The behavior was introduced as a side effect of this commit:

commit 30aba6656f61ed44cba445a3c0d38b296fa9e8f5
Author: Salvatore Mesoraca <s.mesoraca16@gmail.com>
Date:   Thu Aug 23 17:00:35 2018 -0700

    namei: allow restricted O_CREAT of FIFOs and regular files
...
diff --git a/fs/namei.c b/fs/namei.c
...
+static int may_create_in_sticky(struct dentry * const dir,
+                               struct inode * const inode)
+{
+       if ((!sysctl_protected_fifos && S_ISFIFO(inode->i_mode)) ||
+           (!sysctl_protected_regular && S_ISREG(inode->i_mode)) ||
+           likely(!(dir->d_inode->i_mode & S_ISVTX)) ||
+           uid_eq(inode->i_uid, dir->d_inode->i_uid) ||
+           uid_eq(current_fsuid(), inode->i_uid))
+               return 0;
+
+       if (likely(dir->d_inode->i_mode & 0002) ||
+           (dir->d_inode->i_mode & 0020 &&
+            ((sysctl_protected_fifos >= 2 && S_ISFIFO(inode->i_mode)) ||
+             (sysctl_protected_regular >= 2 && S_ISREG(inode->i_mode))))) {
+               return -EACCES;
+       }
+       return 0;
+}

The doo/null will not clear the first if because it is neither a fifo, nor a regular file, the containing dir really has its sticky bit set and its uid differs from that of the dir and from that of the process trying to open it.

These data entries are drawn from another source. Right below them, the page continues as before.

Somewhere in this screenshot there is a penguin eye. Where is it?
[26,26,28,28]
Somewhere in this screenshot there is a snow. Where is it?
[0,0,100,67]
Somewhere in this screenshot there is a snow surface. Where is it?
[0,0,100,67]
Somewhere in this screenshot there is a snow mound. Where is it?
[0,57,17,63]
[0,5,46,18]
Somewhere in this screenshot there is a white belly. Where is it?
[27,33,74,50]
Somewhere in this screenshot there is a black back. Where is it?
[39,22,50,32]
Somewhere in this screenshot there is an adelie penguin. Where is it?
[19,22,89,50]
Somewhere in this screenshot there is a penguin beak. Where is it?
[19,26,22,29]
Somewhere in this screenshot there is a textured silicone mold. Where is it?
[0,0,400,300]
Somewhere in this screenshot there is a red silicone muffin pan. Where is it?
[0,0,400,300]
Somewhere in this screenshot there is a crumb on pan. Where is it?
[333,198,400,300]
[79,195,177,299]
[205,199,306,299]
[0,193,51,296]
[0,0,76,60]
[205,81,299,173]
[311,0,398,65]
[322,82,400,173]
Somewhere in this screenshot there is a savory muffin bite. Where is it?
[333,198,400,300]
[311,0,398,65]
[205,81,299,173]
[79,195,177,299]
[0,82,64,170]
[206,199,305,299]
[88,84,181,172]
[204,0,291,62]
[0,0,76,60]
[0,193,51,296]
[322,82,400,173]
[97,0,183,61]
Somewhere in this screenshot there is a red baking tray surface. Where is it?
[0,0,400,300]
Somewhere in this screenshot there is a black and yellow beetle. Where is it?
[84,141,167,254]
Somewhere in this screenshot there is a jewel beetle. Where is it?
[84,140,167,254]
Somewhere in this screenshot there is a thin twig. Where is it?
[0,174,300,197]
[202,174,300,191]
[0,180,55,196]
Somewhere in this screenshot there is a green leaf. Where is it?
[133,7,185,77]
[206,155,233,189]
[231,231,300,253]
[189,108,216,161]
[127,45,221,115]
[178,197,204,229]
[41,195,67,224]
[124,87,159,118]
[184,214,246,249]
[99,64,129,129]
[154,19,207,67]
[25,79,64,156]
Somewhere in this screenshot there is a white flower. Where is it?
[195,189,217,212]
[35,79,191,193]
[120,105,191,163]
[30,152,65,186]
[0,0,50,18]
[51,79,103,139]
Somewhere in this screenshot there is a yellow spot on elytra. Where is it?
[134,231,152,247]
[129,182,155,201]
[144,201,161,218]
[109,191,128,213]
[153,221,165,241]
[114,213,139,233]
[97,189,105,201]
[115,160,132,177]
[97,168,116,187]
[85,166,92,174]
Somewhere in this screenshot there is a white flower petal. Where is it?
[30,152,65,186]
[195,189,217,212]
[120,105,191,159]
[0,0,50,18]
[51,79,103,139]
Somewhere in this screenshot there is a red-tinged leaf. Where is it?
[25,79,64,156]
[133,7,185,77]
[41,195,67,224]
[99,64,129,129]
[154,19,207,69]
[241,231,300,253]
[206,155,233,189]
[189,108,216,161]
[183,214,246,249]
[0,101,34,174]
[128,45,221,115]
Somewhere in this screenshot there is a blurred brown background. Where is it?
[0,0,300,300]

It will immediately match the second if because the containing dir has the 002 (write-for-others) bit set.

I haven't found in the lkml discussions where this was introduced (1,2,3) whether this effect was even considered. Anyways, putting character devices inside world-writable sticky directories is unlikely to be intentional.